I coded it to point out just how straightforward this is for expressions. This is untested; OP gets to do his share of the work.
#define syntax_error -1 // result of parser if expression is malformed
bool variable_values[26]; // one for each letter a-z; initialized before parsing starts
char* expression; // pointer to the expression string being processed
int scan; // used to scan across the expression
#define reject_character() scan-- // used to back up scan when lexical error encountered
#define skip_blanks() { while (expression[scan]==' ') scan++; }
int boolean_primitive()
// returns result of a subexpression consisting of just variable names or constants
{ int subexpression_result;
skip_blanks();
switch (expression[scan++])
{ case 'a','b', ... 'z': // variable name
return variable_values[expression[scan-1]-"a"]; // look up value of variable
case '0': // constant for "false"
return 0;
case '1': // constant for "true"
return 1;
default:
return syntax_error;
}
}
int boolean_term()
// returns result of expression involving NOT or (...)
{ int subexpression_result;
skip_blanks();
switch (expression[scan++])
{ case '~': // not operator
subexpression_result=boolean_primitive();
if (subexpression_result==syntax_error)
return syntax_error;
return !subexpression_result;
case '(': // nested expression
subexpression_result=boolean_or_sequence();
if (subexpression_result==syntax_error)
return syntax_error;
skip_blanks();
if (expression[scan++]==')')
return subexpression_result;
else return syntax_error;
default:
reject_character();
return boolean_primitive();
}
}
int boolean_and_sequence()
// returns result of expression of form s1 & s2 & ...
{ int subexpression_result=boolean_term();
if (subexpression_result==syntax_error)
return syntax_error;
skip_blanks();
while (expression[scan++]=='&') // "and" operator?
{ int subexpression2_result=boolean_term();
if (subexpression2_result==syntax_error)
return syntax_error;
subexpression_result&=subexpression2_result;
skip_blanks();
}
reject_character; // undo overscan for '&'
return subexpression_result;
}
int boolean_or_sequence()
// returns result of expression of form of s1 | s2 | ...
{ int subexpression_result=boolean_and_sequence();
if (subexpression_result==syntax_error)
return syntax_error;
skip_blanks();
while (expression[scan++]=='|') // "or" operator?
{ int subexpression2_result=boolean_primitive();
if (subexpression2_result==syntax_error)
return syntax_error;
subexpression_result|=subexpression2_result;
skip_blanks();
}
reject_character; // undo overscan for '|'
return subexpression_result;
}
int calculate_boolean_expression(char* expression_to_evaluate)

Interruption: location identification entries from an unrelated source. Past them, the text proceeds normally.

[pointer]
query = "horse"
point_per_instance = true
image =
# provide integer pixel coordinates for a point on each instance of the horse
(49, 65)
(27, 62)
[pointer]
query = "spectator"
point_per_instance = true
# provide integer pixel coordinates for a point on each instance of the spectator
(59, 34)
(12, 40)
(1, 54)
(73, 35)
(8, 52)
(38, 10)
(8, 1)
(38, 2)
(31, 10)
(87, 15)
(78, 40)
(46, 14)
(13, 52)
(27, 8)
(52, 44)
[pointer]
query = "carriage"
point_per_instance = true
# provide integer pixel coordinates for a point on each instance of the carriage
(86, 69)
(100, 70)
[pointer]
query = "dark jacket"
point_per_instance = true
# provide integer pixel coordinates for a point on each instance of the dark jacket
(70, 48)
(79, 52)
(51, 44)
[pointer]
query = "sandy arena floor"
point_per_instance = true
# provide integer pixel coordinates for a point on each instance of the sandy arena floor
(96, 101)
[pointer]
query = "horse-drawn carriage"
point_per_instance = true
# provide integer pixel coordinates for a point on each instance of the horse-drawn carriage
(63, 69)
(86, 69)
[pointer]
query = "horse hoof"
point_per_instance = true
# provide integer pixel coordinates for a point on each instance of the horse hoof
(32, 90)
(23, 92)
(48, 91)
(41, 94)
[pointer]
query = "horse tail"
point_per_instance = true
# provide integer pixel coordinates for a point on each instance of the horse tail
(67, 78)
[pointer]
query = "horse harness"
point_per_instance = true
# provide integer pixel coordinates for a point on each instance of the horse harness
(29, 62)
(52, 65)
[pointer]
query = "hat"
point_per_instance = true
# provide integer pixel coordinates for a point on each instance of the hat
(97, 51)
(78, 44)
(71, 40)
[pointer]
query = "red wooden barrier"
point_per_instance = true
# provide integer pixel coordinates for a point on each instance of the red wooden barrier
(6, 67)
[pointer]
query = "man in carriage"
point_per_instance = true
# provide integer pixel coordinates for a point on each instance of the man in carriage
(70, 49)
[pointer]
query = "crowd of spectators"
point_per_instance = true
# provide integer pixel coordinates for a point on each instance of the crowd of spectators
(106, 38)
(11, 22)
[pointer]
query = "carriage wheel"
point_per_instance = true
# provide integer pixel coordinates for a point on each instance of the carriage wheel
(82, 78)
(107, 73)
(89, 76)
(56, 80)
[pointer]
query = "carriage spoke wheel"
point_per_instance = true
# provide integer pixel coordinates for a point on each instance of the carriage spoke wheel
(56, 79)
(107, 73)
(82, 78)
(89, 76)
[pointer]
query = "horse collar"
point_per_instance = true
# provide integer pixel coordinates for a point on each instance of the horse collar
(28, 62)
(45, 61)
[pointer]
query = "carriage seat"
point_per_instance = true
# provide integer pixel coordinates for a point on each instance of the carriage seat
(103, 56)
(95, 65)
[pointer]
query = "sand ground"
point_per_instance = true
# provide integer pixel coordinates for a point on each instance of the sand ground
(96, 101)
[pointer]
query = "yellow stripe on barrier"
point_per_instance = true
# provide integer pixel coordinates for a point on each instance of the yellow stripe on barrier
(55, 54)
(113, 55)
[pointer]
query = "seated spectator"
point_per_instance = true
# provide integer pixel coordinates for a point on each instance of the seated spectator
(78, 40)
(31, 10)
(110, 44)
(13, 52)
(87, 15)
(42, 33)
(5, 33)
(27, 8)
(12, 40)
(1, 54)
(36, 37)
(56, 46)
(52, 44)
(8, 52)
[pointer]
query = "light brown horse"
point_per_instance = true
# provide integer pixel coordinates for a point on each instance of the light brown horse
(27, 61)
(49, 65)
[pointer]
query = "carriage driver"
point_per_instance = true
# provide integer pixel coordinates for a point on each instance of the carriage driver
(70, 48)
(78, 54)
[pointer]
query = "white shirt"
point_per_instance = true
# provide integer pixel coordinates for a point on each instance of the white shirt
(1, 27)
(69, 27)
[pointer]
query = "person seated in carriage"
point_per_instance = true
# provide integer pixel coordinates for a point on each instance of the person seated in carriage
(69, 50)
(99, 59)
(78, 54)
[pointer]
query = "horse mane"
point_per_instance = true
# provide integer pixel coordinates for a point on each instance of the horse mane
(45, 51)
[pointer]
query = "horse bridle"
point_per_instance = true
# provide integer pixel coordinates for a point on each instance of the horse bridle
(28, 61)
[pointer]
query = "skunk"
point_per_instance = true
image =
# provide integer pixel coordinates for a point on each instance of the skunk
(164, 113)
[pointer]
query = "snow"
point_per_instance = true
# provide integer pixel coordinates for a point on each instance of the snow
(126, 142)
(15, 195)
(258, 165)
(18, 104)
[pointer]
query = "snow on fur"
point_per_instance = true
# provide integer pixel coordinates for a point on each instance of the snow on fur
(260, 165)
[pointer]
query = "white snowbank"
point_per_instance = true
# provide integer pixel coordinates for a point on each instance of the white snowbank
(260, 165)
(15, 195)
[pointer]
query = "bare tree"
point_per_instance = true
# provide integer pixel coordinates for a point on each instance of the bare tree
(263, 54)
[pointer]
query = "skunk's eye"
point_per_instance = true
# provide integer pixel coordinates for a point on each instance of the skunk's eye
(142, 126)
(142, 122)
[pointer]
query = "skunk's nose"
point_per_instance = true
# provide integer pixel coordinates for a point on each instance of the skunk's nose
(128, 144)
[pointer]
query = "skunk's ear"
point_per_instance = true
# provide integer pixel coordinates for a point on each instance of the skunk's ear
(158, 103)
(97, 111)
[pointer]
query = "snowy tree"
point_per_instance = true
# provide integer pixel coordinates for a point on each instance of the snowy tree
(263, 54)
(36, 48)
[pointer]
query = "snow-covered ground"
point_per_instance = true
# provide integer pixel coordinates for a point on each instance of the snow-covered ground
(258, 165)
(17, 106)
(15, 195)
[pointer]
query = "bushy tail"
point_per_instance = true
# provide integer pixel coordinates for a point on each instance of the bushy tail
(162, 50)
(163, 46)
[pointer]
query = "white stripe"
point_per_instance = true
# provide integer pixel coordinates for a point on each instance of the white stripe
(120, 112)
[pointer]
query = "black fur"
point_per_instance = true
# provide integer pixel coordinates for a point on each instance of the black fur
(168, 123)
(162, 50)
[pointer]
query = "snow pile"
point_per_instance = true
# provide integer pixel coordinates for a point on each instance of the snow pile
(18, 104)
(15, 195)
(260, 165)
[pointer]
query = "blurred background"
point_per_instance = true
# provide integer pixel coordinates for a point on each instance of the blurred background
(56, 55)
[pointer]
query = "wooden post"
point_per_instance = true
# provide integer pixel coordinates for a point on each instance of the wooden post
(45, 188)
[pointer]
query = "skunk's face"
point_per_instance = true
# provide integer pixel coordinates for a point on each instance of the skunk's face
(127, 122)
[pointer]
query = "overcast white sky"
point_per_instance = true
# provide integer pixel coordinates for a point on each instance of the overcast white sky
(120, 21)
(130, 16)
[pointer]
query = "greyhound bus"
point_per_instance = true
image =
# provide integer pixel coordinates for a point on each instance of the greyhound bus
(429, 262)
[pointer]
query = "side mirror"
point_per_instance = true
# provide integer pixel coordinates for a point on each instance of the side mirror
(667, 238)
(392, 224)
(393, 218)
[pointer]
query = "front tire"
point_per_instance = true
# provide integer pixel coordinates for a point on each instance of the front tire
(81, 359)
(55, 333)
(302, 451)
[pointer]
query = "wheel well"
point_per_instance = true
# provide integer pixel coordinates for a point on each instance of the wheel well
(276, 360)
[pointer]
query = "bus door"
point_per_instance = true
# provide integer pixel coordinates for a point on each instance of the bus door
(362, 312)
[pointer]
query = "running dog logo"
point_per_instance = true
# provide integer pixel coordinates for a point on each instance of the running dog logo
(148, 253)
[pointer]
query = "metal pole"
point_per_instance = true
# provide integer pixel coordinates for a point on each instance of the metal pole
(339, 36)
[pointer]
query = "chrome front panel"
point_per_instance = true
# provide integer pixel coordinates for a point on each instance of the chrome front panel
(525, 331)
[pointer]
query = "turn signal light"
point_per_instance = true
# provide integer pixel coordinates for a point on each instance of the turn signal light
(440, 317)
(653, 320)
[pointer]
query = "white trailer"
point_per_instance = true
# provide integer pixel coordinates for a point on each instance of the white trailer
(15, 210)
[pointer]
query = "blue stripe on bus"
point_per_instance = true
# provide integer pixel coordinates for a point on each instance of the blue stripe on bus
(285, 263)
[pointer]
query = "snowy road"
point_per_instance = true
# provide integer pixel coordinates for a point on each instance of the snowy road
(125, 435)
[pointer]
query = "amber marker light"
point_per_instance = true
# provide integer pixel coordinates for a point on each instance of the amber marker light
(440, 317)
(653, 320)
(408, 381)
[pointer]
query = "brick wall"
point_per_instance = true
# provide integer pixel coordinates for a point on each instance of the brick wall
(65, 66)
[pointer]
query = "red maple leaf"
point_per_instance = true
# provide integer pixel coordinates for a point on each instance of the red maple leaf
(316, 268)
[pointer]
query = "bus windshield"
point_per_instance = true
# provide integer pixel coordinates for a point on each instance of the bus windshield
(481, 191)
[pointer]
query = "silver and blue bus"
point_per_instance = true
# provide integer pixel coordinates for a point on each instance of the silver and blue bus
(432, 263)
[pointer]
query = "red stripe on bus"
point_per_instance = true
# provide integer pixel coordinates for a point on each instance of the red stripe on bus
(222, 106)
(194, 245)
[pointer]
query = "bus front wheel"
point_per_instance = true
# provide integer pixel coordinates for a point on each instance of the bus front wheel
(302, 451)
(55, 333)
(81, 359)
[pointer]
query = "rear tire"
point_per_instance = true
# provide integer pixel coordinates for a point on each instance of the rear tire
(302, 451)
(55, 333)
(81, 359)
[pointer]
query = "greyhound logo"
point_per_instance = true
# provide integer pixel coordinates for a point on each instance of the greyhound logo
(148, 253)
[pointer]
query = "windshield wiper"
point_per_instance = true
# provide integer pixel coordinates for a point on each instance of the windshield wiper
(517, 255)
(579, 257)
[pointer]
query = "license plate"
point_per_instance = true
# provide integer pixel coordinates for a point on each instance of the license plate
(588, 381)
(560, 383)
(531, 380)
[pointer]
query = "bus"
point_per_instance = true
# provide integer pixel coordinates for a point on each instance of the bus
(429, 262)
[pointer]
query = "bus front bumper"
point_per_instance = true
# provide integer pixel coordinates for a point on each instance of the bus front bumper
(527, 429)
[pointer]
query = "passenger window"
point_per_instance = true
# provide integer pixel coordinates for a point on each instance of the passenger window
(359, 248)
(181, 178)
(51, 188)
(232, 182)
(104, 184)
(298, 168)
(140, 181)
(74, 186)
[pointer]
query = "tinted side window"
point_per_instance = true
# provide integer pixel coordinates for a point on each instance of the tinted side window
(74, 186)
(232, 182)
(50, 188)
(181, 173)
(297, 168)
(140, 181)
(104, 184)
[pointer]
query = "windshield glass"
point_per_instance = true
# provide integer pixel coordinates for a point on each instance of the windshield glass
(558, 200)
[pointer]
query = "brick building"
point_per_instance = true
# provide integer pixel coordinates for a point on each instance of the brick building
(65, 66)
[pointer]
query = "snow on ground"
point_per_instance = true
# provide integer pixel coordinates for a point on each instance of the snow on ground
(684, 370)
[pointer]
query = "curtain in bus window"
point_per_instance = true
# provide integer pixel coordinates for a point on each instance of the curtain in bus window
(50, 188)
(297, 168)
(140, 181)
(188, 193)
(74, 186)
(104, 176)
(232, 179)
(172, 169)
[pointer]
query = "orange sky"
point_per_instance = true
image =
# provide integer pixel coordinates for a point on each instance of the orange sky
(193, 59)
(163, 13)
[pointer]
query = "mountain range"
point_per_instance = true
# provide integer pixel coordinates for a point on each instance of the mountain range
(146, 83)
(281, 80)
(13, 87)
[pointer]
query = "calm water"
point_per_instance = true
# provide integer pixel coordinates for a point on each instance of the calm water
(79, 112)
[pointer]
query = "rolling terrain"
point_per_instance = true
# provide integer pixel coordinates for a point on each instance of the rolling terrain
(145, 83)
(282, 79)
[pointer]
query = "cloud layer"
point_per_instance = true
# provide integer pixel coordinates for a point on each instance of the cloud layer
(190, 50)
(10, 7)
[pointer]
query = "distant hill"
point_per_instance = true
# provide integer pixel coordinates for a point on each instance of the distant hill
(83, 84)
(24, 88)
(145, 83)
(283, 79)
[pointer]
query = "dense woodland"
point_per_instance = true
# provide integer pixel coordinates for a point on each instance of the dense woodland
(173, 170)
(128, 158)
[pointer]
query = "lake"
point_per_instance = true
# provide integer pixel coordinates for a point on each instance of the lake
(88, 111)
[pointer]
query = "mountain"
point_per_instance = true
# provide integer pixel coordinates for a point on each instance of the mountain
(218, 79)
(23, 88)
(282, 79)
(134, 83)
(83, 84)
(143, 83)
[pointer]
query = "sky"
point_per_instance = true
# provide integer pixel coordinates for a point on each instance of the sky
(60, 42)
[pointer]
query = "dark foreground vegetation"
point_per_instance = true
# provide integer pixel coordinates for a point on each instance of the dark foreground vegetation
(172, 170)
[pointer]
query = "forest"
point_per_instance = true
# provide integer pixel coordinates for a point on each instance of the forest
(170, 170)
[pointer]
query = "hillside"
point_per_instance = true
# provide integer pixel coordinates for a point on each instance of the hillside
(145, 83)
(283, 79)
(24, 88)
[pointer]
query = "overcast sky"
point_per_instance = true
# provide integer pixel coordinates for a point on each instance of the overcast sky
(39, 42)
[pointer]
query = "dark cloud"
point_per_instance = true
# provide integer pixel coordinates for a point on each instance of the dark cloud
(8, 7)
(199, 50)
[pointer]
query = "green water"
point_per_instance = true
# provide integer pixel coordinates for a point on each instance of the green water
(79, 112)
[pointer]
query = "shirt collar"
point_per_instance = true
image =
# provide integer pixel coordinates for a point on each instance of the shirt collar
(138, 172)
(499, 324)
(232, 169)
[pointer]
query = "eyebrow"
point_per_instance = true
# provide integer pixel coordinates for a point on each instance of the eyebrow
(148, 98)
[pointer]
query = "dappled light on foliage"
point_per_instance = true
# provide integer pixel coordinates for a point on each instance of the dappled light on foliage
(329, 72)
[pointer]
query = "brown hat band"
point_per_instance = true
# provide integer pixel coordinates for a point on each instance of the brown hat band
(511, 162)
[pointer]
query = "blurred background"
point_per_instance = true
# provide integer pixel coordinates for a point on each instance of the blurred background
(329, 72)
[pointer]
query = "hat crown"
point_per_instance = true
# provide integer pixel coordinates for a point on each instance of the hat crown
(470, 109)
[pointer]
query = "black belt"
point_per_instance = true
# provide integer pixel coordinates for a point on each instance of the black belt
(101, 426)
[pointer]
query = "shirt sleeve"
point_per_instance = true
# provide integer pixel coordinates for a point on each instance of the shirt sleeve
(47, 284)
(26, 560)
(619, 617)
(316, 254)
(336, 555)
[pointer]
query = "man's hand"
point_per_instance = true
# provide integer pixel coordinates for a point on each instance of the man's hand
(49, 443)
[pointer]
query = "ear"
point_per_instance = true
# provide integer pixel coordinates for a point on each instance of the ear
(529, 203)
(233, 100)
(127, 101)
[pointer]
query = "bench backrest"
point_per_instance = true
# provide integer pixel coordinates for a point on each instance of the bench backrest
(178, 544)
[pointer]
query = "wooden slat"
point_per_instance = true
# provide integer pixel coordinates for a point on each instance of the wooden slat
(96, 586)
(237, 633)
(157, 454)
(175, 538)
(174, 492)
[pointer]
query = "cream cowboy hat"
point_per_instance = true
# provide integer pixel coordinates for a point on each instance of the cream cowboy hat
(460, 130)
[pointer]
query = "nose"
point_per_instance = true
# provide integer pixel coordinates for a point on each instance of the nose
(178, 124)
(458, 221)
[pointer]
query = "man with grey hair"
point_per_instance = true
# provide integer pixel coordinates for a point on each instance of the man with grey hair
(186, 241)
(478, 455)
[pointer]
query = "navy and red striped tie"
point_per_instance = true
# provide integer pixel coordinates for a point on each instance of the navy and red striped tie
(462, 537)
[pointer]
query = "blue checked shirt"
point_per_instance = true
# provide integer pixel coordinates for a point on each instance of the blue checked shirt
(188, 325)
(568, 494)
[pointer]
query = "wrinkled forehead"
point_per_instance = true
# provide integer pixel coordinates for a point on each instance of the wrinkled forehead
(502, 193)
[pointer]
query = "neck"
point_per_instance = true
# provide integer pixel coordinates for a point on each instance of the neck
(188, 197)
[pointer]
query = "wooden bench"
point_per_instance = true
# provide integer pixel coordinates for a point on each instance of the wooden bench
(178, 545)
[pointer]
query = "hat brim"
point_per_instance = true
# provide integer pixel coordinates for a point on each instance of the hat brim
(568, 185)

// returns int==0 for boolean false;
// int==1 for boolean true
// int==-1 for malformed expression
{ int subexpression_result;
scan=1;
expression=expression_to_evaluate;
subexpression_result=boolean_or_sequence();
if (subexpression_result==syntax_error)
return syntax_error;
skip_blanks();
if (expression[scan]==0) // expression ends without excess junk in string?
return subexpression_result;
else return syntax_error;
}
After initializing the variable values, you invoke this as:
int the_answer=calculate_boolean_expression(&some_expression_string);
Obviously you want to check the answer to see if the parser found a syntax error.
You can avoid the global variables by passing them all as arguments, if you insist.
Returning/checking for syntax_error is awkward in C and clutters the implementation because of the repeated need to check for it as a result from an invoked sub-parser. Implementing this a throwable exception would be nicer but C doesn't allow that. You can fake it with a longjmp.
You'll have to expand it to handle your (multi-character) lexical complications, whatever they are. For quick and dirty, sticking to single-character operators/operands is pretty clean. The secret for handling multi-character lexemes is to test for each lexeme where you expect to encounter it, and simply backup the "scan" pointer to the beginning of a failed lexeme. I used the macro "reject" for this.